La storia racconta che la pianta di Melograno sia arrivata in Italia dalla Tunisia, ai tempi degli antichi romani. Ma allora non c’erano i problemi che ci sono oggi, se è vero che in queste ore, nel porto di Palermo, è stato respinto un carico di melograni – circa 25 mila kg – arrivati proprio dalla Tunisia.

Notizie precise non ce ne sono. La notizia la leggiamo qua e là. La motivazione per la quale il carico di melograni sarebbe stato respinto è che vi era una presenza diffusa di “organismi nocivi”. Di cosa si tratti non si capisce. La dizione ci preoccupa un po’: che tipo di organismi sono stati trovati? Non sarebbe il caso di essere più precisi?

Da quello che capiamo i controlli sarebbero stati effettuati lo scorso 20 Gennaio.

Non manca l’auto-celebrazione da parte dell’assessore regionale all’Agricoltura, Edy Bandiera:

“Continua quotidianamente l’attività del Governo Musumeci di controllo ai prodotti agricoli e agroalimentari in ingresso nel territorio siciliano.

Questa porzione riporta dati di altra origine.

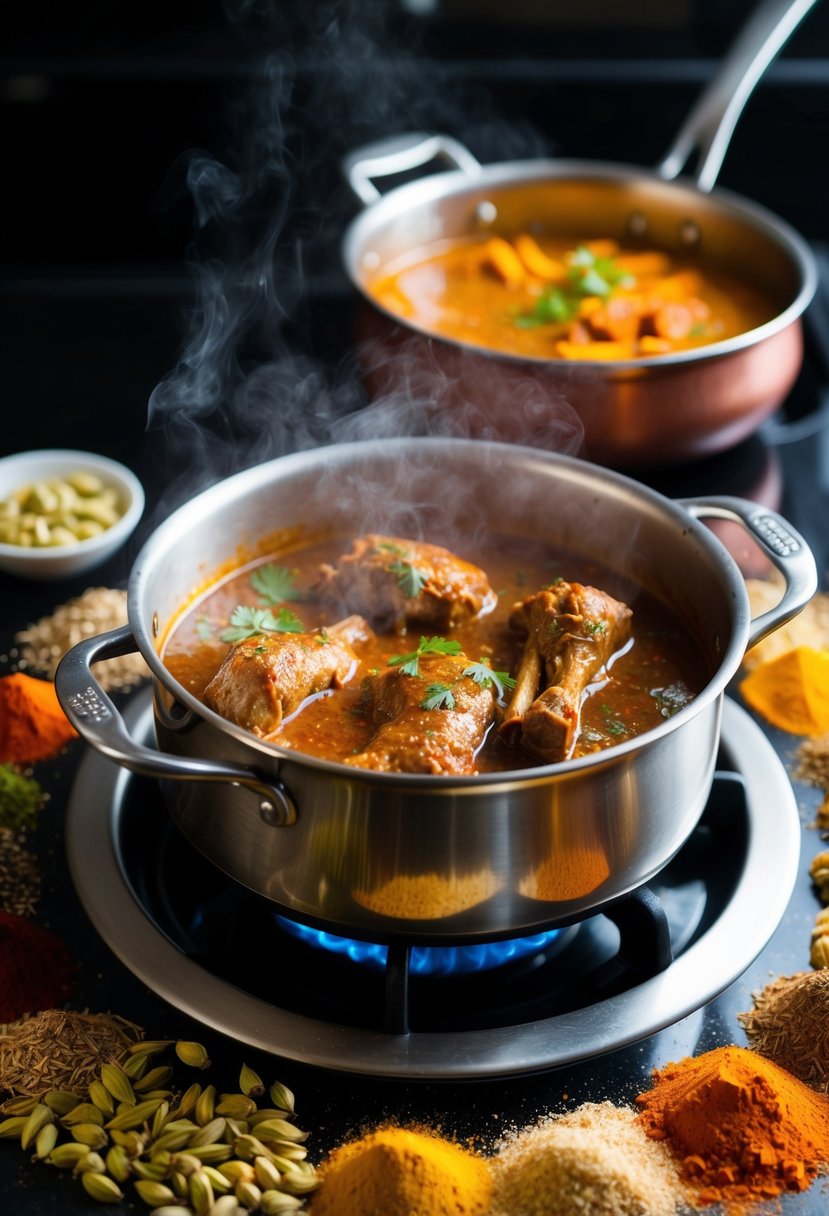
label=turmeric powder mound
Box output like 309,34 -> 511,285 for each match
636,1046 -> 829,1203
354,869 -> 502,921
0,671 -> 77,765
310,1127 -> 492,1216
740,646 -> 829,734
518,849 -> 610,901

Vigiliamo senza tregua né sconti, nei porti, aeroporti, luoghi d’importazione e vendita, contro chi, per anni, ha lucrato sulla nostra salute e sulla nostra economia”.

Certo, se l’assessore Bandiera, oltre ad auto-incensarsi, ci raccontasse qualcosa in più sull’olio d’oliva tunisino che arriva in Sicilia saremmo più contenti.

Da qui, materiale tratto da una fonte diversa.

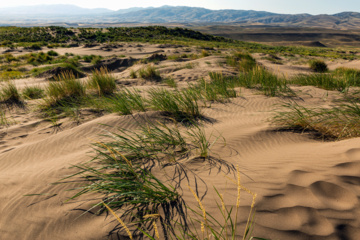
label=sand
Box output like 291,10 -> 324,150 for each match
0,46 -> 360,240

Per la cronaca, i melograni ci sono sempre stati, anche in Sicilia. Oggi sono molto più richiesti che in passato. Merito degli studi grazie ai quali è stato appurato che il succo di melograno fa bene alla salute.

Il succo di melograno viene ottenuto con la spremitura meccanica dei chicchi contenuti nel frutto. Tante le sostanze salutari che si ritrovano nel succo di questo frutto: vitamine A, B e C e poi i tannini (sostanze antiossidanti, toniche e rinfrescanti).

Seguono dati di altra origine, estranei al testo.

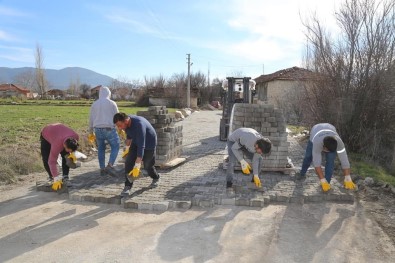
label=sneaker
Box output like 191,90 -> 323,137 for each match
104,165 -> 118,177
150,178 -> 159,188
100,168 -> 107,176
294,172 -> 306,181
121,185 -> 132,197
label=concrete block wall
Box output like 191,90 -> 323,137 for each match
232,103 -> 290,168
137,106 -> 183,166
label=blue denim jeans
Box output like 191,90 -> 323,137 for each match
95,128 -> 120,169
300,140 -> 337,183
226,141 -> 263,182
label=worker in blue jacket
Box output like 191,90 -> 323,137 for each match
113,112 -> 159,197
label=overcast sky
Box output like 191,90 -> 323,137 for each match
0,0 -> 344,80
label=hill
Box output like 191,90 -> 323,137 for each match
0,67 -> 113,89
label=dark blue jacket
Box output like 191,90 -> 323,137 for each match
125,115 -> 157,158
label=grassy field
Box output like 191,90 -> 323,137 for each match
0,101 -> 175,183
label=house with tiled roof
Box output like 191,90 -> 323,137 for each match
0,83 -> 33,98
254,67 -> 317,106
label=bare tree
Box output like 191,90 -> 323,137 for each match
35,44 -> 47,98
304,0 -> 395,165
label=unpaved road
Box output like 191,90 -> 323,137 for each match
0,177 -> 395,263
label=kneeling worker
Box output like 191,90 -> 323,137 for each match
296,123 -> 356,192
226,128 -> 272,188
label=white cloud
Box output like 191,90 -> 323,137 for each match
0,6 -> 29,17
0,30 -> 15,41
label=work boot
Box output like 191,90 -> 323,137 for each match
104,165 -> 118,177
121,185 -> 132,197
100,168 -> 107,176
149,178 -> 159,188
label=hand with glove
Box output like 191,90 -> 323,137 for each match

Detto in parole semplici, è stato accertato che il succo di melograni rallenta i processi ossidativi che sono alla base dell’arteriosclerosi e dell’invecchiamento.

Importante è anche la presenza dei flavonoidi, sostanze che proteggono l’organismo umano dall’azione ossidante dei radicali liberi, opponendosi all’invecchiamento all’invecchiamento precoce. Nel lungo periodo il succo di melograno aiuta anche a controllare il peso.

Tante caratteristiche positive. Da qui la crescita della domanda e la conseguente importazione (anche se non possiamo escludere che agricoltori siciliani lungimiranti non abbiano già puntato su questa coltura).